Finger steaks
Finger steaks consist of 2–3” long by 1/2" wide strips of steak (usually sirloin), battered with a tempura-like batter, and deep-fried in oil. Typically they are served with French fries and a buttered piece of thick toast. They are commonly found in restaurants, bars, and fast-food joints (either handmade or of the frozen variety) in Southern Idaho and less frequently in nearby states but are not well known outside the Inland Northwest.
History
Finger steaks are purported to have been first served in a restaurant setting at Boise, Idaho’s “Milo’s Torch Lounge” (aka The Torch) in 1957. Milo Bybee claimed to have invented finger steaks while wondering what to do with leftover tenderloin scraps when he was working as a butcher for the U.S. Forest Service in McCall. Bybee went to work as a chef at the Torch in 1946.[1] Others claim that Milo himself did not invent the recipe but that it was passed onto him by the original owners of The Torch.[2] Either way, Finger Steaks are somewhat of a local specialty in Boise with many different homemade varieties.
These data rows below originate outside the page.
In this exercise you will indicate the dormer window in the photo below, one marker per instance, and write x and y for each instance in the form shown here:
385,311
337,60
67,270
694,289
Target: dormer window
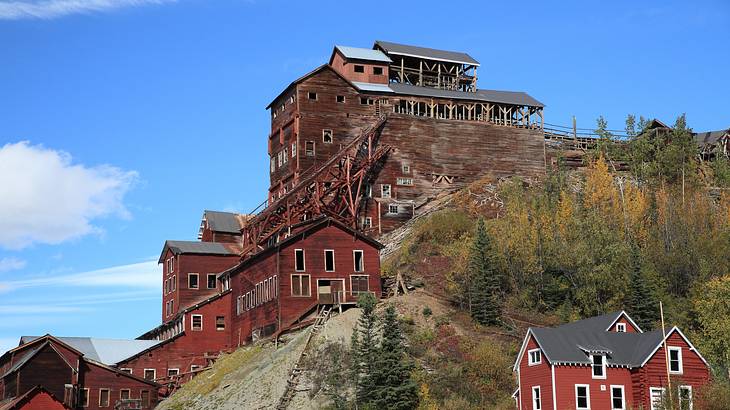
598,366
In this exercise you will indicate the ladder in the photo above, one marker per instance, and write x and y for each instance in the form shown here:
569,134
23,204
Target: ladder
293,379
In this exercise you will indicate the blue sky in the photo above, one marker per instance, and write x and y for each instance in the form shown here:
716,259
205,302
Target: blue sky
122,120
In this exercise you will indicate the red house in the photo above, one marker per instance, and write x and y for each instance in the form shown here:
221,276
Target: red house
76,370
606,362
322,262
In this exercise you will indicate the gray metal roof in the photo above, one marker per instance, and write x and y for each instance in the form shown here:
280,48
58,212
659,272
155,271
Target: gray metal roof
424,52
227,222
363,54
105,351
504,97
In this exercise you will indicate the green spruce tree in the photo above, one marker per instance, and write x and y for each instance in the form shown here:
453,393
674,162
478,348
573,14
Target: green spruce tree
393,386
485,301
642,304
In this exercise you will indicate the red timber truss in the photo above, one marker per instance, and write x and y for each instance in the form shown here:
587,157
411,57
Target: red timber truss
335,189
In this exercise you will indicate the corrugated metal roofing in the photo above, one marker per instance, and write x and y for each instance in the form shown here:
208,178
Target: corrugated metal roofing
363,54
424,52
105,351
504,97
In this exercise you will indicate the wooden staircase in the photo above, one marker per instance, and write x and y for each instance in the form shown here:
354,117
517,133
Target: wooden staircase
295,373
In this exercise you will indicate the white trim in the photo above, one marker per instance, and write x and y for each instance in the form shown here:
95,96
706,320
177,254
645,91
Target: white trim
588,396
623,396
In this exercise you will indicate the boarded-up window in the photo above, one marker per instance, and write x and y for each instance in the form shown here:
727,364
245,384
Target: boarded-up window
359,284
358,258
300,285
329,260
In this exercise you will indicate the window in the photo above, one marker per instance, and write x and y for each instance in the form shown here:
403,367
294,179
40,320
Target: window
358,259
536,401
685,397
617,398
359,284
300,285
675,360
534,357
85,398
582,397
598,366
193,281
196,322
385,191
327,136
150,374
299,260
329,260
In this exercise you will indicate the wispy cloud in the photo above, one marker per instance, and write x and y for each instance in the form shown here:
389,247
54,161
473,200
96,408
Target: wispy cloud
49,9
11,263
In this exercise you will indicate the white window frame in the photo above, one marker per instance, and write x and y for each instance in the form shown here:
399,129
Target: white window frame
192,323
536,398
362,260
198,280
531,362
677,349
304,261
588,396
333,260
623,396
603,366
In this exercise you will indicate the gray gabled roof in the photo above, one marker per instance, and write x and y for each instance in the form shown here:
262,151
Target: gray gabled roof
504,97
105,351
424,52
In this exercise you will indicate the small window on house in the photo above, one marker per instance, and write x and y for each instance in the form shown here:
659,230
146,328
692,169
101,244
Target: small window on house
534,357
300,285
193,281
196,322
150,374
103,397
385,191
327,136
675,360
358,259
299,265
329,260
582,397
359,284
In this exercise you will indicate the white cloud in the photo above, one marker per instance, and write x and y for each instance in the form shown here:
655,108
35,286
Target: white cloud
48,9
11,263
144,275
48,199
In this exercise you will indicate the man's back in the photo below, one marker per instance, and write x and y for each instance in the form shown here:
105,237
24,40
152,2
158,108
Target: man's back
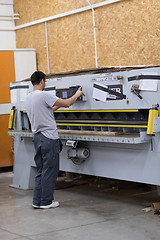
39,109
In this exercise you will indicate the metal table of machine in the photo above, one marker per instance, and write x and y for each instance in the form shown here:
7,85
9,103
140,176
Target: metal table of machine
134,138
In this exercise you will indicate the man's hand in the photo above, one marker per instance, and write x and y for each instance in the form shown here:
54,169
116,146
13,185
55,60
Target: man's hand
69,101
79,92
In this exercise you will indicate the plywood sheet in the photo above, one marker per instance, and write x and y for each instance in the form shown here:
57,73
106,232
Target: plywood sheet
31,10
71,43
34,37
127,34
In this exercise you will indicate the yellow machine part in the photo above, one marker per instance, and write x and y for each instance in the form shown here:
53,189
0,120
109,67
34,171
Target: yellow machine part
152,114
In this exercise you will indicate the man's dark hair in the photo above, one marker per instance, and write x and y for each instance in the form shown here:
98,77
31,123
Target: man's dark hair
36,77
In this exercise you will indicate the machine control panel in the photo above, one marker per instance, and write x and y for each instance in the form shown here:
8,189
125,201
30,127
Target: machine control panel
65,93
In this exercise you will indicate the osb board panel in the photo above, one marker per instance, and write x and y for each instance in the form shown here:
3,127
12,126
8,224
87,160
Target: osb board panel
7,74
34,37
6,157
71,43
127,34
31,10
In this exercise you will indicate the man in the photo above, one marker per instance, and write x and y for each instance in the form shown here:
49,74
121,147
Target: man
40,106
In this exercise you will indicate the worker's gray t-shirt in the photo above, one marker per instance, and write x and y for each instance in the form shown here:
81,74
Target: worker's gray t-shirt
39,110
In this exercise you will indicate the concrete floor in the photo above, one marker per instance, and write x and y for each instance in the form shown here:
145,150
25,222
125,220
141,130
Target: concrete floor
87,212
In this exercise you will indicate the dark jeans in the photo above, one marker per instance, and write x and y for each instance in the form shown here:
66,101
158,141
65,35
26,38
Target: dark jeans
47,162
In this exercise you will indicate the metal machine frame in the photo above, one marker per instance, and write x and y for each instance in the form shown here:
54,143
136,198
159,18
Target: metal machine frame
110,132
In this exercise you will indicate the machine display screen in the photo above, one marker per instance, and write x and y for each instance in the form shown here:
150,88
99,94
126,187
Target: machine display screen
64,94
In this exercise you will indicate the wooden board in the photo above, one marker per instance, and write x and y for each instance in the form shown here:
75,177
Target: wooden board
127,33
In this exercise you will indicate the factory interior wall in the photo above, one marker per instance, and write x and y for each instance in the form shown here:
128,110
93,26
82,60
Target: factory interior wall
127,32
7,74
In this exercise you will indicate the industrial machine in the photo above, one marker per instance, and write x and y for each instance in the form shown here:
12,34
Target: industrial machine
112,131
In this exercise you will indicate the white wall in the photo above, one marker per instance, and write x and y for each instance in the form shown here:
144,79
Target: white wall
7,33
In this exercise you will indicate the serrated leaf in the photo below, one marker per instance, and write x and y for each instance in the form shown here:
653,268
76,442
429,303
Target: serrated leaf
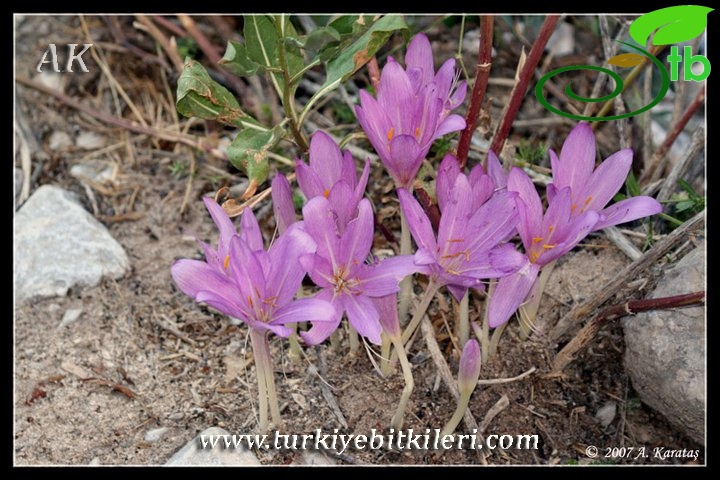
262,45
249,151
351,58
237,61
626,60
676,24
200,96
319,38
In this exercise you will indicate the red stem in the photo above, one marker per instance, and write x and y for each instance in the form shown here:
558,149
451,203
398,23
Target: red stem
518,93
481,80
652,172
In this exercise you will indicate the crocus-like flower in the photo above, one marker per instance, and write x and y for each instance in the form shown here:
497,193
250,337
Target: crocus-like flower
332,174
472,225
339,269
545,238
242,280
412,109
592,188
283,206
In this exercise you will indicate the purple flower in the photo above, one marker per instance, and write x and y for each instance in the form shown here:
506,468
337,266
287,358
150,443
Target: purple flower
469,369
332,174
283,206
592,188
242,280
411,111
545,238
338,267
472,225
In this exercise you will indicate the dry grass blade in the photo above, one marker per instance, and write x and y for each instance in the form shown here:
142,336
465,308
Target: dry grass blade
627,274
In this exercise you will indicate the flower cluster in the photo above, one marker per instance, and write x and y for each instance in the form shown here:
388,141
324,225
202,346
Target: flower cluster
480,213
577,199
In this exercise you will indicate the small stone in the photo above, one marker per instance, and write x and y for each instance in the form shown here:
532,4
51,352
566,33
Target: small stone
316,458
70,315
94,170
59,140
59,245
194,454
90,141
155,434
606,414
19,177
51,79
665,349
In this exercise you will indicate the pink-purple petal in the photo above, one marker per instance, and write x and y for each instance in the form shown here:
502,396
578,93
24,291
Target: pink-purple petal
419,224
325,158
250,230
308,181
304,310
605,181
383,278
363,316
406,158
510,292
628,210
529,206
448,171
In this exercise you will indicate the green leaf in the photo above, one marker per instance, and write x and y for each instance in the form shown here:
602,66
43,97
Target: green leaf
200,96
676,24
237,61
319,38
249,151
359,52
262,42
626,60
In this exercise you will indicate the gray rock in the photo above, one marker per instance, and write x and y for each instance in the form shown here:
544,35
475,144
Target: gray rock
59,140
665,350
193,453
70,315
58,245
18,184
155,434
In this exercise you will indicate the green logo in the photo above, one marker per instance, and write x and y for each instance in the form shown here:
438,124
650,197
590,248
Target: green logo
673,25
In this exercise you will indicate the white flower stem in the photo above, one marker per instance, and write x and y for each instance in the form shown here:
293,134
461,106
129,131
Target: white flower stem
485,337
406,283
385,365
463,324
398,418
258,339
497,333
528,310
353,340
458,415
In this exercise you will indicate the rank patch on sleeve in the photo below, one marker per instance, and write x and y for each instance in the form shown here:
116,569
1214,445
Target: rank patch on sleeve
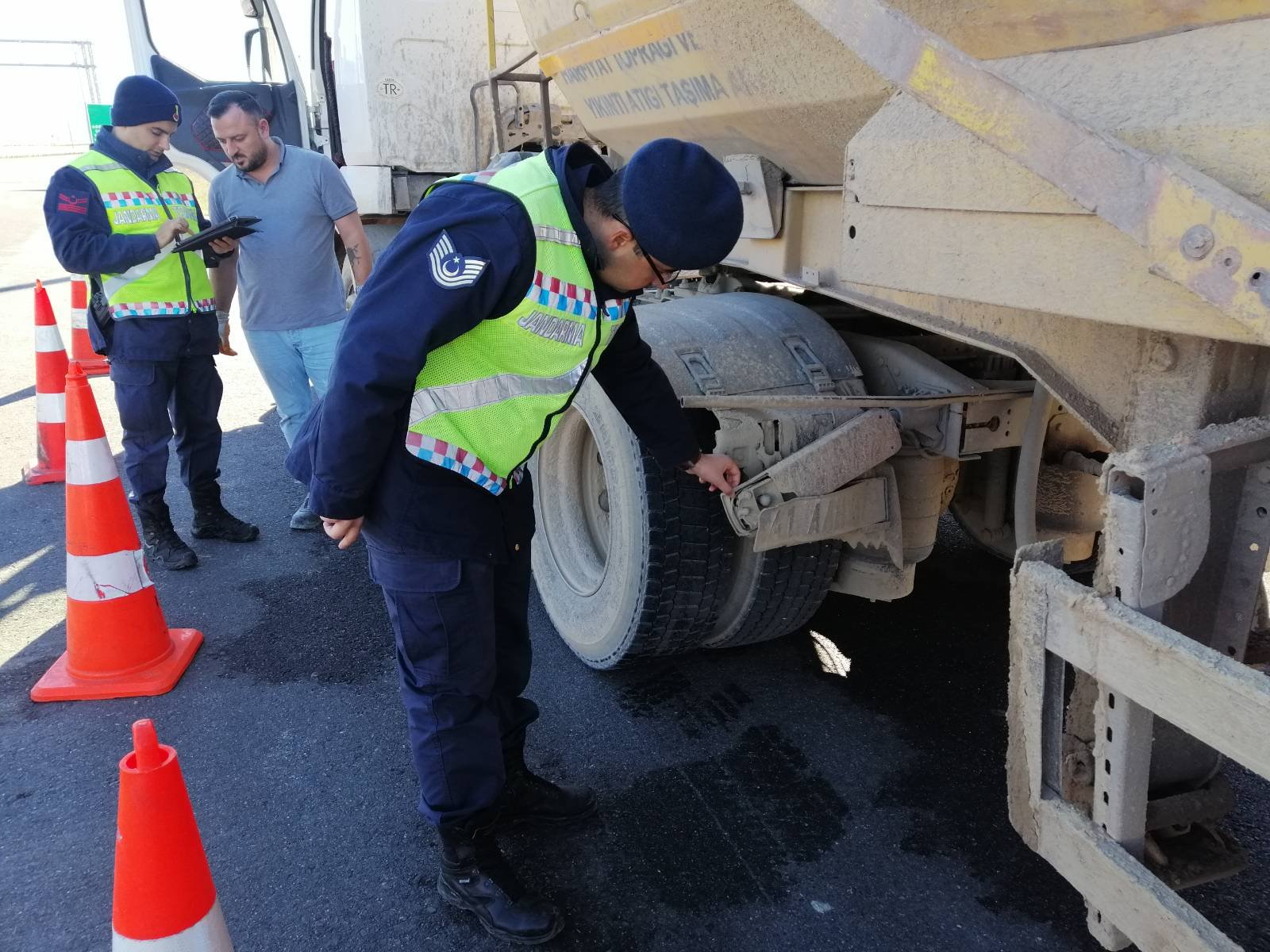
452,270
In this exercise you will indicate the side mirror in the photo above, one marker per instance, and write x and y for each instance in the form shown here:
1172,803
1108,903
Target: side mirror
252,35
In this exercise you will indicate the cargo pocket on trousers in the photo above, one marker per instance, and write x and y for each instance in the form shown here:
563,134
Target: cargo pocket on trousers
133,374
402,573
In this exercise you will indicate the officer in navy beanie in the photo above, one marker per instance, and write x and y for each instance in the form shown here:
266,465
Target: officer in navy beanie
524,274
140,99
681,203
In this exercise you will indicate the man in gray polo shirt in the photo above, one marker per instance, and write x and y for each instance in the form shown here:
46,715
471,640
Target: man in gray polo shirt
292,301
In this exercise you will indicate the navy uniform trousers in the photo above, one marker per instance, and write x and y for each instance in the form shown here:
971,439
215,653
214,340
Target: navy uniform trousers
158,399
464,657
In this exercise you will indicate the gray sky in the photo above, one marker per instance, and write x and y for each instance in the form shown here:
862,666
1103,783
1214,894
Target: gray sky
48,105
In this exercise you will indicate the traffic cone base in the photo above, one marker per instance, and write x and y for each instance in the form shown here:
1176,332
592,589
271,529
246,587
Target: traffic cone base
117,641
210,933
164,895
61,685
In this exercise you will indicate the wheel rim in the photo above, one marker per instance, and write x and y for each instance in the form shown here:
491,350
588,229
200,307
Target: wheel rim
573,498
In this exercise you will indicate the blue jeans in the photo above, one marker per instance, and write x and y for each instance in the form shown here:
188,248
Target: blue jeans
289,359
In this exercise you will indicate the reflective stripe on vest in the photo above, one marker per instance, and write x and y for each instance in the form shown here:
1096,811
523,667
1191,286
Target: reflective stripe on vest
169,283
486,400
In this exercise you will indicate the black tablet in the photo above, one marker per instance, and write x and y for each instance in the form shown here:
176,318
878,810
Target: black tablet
238,226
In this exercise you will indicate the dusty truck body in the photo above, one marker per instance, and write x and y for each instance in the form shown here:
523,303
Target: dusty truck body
1009,260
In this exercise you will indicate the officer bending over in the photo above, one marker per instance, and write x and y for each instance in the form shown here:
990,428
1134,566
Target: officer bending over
503,291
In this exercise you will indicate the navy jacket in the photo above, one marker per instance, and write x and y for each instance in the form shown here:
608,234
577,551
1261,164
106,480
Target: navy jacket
84,244
351,451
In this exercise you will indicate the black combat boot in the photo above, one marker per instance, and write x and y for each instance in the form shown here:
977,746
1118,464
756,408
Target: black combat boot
475,876
530,799
159,539
214,520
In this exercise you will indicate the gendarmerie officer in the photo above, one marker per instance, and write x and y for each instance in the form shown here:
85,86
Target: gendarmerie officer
503,291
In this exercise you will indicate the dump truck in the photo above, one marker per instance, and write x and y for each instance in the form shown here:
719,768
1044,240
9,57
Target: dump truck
1003,260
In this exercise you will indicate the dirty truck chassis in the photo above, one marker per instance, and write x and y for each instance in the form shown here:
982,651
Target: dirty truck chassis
1143,670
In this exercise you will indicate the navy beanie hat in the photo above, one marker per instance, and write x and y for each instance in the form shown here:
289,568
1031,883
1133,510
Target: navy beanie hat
683,206
140,99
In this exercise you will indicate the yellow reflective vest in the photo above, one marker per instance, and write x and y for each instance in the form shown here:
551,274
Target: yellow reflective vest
169,282
484,401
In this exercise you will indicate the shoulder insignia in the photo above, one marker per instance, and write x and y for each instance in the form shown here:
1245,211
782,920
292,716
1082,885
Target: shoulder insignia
450,268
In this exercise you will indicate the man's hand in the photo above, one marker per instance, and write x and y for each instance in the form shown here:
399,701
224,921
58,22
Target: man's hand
344,531
169,230
224,247
718,471
224,321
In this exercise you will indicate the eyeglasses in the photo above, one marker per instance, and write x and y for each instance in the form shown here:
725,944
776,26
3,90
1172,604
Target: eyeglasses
657,272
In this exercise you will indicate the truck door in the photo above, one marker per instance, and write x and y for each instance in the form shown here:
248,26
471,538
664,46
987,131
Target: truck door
200,50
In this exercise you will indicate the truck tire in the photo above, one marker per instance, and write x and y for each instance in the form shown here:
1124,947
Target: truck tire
774,593
629,558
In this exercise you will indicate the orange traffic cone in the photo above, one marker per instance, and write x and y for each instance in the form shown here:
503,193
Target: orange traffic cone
82,347
117,643
164,895
50,463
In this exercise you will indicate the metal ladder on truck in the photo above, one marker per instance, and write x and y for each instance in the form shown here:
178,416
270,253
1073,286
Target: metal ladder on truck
1185,536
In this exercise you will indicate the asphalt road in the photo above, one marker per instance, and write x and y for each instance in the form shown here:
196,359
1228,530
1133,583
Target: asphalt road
749,800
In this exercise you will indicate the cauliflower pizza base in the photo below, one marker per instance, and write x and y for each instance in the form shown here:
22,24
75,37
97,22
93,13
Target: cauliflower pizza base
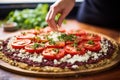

Their legendary origin is so closely tied to Idaho that one suggestion for the Idaho state quarter design was to “do something with the fact that Idaho is the home of finger steaks” submitted to the state arts commission on a napkin.[3]
Finger steaks were produced as a frozen food by B and D Foods, which was founded in 1972 to supply its Signature Finger steak to a chain of fast food restaurants,[4] the Red Steer, a now defunct chain of fast food burger joints in Idaho.